#  Getting Started  > Intros and Who's Who >  Sah my guys. I'm Biscuit nice ta meet ya.

## Biscuit

Well all i need to say that i am a Biscuit (Quite literal actually) and it's been a awhile since i RPed, i'm looking forward to get back into it. Plus hopefully i meet some peeps that will help me through some of this stuff here like doing novel type of things. Not saying i'm an expert or anything of that nature it just i'm really rusty with the paragraph deals so i'm goin' ta have to do one liners for awhile.

I call everyone "my guy" so please don't take it that i'm amusing your gender. It's just how i talk.

Anyways back to the point! I'm Biscuit, my father was an American biscuit and my mother was a British biscuit. (For those that don't know British biscuits are cookies and American biscuits are just bread with gravy.) They both are gamer's of the high caliber which influenced me to be one. So i'm more likely to know most if not some of the games out in the world.

I Love mostly all of the genres especially history, sci-fi, fantasy, Apocalypse, and etc.

Hopefully i'm more chill then most, i don't take things to offence, so don't worry about me getting mad at you, if you did something wrong by accident i wont hold you accounted for it. (I mean come on it was an accident) I like to be nice to peeps if it doesn't seem so maybe you caught me at a bad day sorry about that then my guy.
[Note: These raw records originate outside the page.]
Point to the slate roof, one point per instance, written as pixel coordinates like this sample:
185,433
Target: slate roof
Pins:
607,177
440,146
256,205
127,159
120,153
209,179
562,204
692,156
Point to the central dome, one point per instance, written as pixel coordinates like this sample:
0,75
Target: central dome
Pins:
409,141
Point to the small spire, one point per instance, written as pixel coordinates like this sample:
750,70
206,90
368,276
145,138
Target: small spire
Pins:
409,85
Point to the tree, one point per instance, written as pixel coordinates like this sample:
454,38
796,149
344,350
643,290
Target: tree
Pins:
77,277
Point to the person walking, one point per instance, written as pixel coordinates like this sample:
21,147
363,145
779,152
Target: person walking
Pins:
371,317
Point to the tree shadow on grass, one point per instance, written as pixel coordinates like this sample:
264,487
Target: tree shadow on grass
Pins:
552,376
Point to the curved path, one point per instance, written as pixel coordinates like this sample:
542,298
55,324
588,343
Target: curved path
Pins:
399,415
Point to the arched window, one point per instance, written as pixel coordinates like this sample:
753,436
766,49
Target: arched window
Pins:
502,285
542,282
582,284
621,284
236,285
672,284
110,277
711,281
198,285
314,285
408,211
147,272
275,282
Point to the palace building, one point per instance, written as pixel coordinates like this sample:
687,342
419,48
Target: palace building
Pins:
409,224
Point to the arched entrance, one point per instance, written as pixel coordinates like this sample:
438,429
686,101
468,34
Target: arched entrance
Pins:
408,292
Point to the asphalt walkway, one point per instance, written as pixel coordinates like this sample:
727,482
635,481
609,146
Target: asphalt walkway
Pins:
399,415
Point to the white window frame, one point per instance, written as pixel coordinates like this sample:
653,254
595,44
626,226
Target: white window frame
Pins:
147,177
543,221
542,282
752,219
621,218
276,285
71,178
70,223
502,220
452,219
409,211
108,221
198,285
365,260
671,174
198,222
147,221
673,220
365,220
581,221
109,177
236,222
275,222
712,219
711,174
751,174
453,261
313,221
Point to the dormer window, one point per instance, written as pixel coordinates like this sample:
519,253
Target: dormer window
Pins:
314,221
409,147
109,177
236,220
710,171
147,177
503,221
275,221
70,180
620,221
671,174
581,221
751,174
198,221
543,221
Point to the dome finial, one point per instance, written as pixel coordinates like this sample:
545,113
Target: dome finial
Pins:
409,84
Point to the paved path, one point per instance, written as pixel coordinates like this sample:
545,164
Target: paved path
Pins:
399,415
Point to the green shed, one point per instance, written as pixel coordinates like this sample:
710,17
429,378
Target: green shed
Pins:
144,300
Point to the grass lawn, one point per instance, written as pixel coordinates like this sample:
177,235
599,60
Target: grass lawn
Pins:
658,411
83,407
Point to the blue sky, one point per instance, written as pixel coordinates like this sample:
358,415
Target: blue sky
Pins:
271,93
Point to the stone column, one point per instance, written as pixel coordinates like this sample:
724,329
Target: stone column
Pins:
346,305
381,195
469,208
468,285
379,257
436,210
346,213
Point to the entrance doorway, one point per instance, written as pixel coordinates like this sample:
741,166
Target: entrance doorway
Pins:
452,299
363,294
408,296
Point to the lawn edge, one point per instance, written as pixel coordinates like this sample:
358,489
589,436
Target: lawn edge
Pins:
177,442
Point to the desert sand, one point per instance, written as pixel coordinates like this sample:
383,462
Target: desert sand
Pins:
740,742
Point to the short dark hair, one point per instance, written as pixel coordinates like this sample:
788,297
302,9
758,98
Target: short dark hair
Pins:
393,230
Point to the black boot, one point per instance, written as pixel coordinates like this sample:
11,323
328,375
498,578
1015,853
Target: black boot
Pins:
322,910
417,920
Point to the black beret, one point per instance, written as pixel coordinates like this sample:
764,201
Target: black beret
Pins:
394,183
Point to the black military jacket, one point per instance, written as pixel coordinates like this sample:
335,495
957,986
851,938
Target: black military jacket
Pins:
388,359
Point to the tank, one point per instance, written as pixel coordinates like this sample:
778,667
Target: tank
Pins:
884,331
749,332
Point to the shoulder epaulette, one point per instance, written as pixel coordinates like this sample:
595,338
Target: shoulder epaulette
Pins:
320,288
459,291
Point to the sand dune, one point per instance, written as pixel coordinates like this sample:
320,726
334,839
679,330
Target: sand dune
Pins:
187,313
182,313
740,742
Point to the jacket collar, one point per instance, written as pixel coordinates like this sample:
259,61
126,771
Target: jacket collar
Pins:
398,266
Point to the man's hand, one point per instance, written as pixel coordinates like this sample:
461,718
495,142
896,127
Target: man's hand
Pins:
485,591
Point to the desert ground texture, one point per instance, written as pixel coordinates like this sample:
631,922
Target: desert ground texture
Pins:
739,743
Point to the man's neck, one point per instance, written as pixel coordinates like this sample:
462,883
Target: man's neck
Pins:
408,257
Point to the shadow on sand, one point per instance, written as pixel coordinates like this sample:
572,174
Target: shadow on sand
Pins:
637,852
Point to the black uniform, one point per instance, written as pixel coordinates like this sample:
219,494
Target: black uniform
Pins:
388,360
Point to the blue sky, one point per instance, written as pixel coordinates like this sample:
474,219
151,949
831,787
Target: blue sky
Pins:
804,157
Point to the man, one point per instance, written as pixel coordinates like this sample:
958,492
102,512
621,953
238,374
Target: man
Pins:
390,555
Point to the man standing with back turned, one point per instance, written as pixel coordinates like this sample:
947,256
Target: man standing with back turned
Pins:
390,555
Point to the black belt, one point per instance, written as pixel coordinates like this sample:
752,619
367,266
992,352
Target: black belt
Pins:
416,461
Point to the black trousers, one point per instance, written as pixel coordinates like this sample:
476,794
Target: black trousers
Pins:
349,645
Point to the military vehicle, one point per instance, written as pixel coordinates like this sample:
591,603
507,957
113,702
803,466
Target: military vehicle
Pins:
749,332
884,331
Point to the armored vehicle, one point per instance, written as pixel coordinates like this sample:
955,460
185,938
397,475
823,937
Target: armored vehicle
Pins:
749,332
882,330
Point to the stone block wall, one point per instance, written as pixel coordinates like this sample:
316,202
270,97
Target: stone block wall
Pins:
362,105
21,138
I'm also open about stuff to so ask some questions if you want. 

Peeps also like to vent to me about there problems. I don't hold it against y'all if you don't want me to. It's your life do what you want my guy. (Heck i'm a freaking biscuit i don't care)

Oh and to tell people just in case you are thinking i don't bring the RP into real life. I don't mind the nicknames is just if there is romance (Which normally i don't do) involved in one of my character i'd like it to stay in the RP because you don't know me in real life (I could be a 50 year old man with the figure of Smeagol from the lord of the rings. You never know really).

But also to point out I'm just a kid if your wondering so i'm not into that NSFW stuff. You will be caught by the lewd police and get bonked so watch'em words my guy.

Welp this is a bit much but i hope i got my point across. 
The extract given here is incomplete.